Le débarquement des alliés en Algérie change à peine sa situation : un peu plus de travail et le grade de commissaire ordonnateur de 2ème classe (Lcl) attribué par le général commandant en chef en AFN. En août 1944, il est envoyé en Angleterre « auprès des éléments d’administration des délégués de la zone d’opération nord ». Ne parlant pas un mot d’anglais, il attend à Londres sous les V2, des papiers qui n’arriveront jamais et revient finalement à Paris le 24 septembre. Dans l’intervalle, l’armée de l’air a repris son organisation d’avant-guerre. La 1ère région aérienne est revenue à Dijon le 1er octobre et, deux jours plus tard, le commissaire Habert prend la direction régionale de l’intendance de l’air.  Si les choses se mettent en place rapidement au plan du travail, il en va différemment au plan familial, son épouse et ses deux enfants ne pouvant revenir du Maroc qu’en juin 1945. Un an plus tard, il est nommé commissaire ordonnateur de 1ère classe (colonel).

En mai 1950, il retourne à Alger pour remplacer le commissaire général Caillat - devenu directeur central le 17 mars - au poste de directeur du commissariat de la 5ème RA qui couvre encore à cette époque l’Algérie, le Maroc et la Tunisie. En septembre, il accède aux étoiles.

Atteint par la limite d’âge de son grade, il est placé en deuxième section le 1er avril 1955 après avoir reçu l’assurance d’une troisième étoile, dont il se voit privé, dira-t-il plus tard, par suite d’un changement de gouvernement et de chef d'état-major. Il reste cependant à Alger où, pendant trois ans, il se consacre aux anciens combattants musulmans en tant qu’inspecteur des amitiés africaines. Ayant compris qu’il n’y avait plus d’avenir pour lui en Afrique, il rentre à Dijon en 1958 et se consacre à sa famille.

Il voit s’effondrer la « civilisation constantinienne » qu’il avait défendue toute sa vie et observe le phénomène « sans enthousiasme mais avec le plus grand intérêt ». En 1968, il rédige ses mémoires, « livre de souvenirs que j’ai plaisir à écrire mais qui n’intéresse personne », jugera-t-il. Enfermé peu à peu dans la surdité, il décède à Dijon le 23 mai 1982 à l’âge de 85 ans.

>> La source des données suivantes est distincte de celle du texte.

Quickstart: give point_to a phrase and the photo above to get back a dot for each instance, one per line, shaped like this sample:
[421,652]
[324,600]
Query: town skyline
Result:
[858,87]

Grand officier de la Légion d’honneur, titulaire de la Croix de guerre14/18 et de médailles coloniales, il avait effectué plus de 2000 heures de vol.
Homme d’action peu fait pour l’administration, il concédait qu’en définitive, il avait appris à apprécier le métier de commissaire.

Commissaire général (2S) François Aubry
Sources :
*Mme Jacqueline Habert, belle-fille du commissaire général
Le dossier individuel du commissaire général Habert est détenu au Service Historique de la Défense sous la cote AI 1 P 315 24 1

Notes :
1/  Les passages en italiques sont extraits des mémoires écrites par Serge Habert en 1968 et imprimées à compte d’auteur. 347 pages. Conception et réalisation Bleu T.
2/ Cette promotion, outre le général Paul Ely (1897-1975), donnera quatre intendants généraux et un commissaire général ; cf. historique de la 104ème promotion de saint-Cyr. (Général Jean Boy. 2010).
3/ C’est dans cette escadrille que, huit ans plus tôt, le caporal Mermoz (né en 1901) avait également commencé sa carrière d’aviateur.
4/ Pour rappel, le commissariat de l’air n’a été créé, stricto sensu, qu’en 1947. Douze postes d’intendants de l’air ont été créés par la loi de finances en décembre 1940.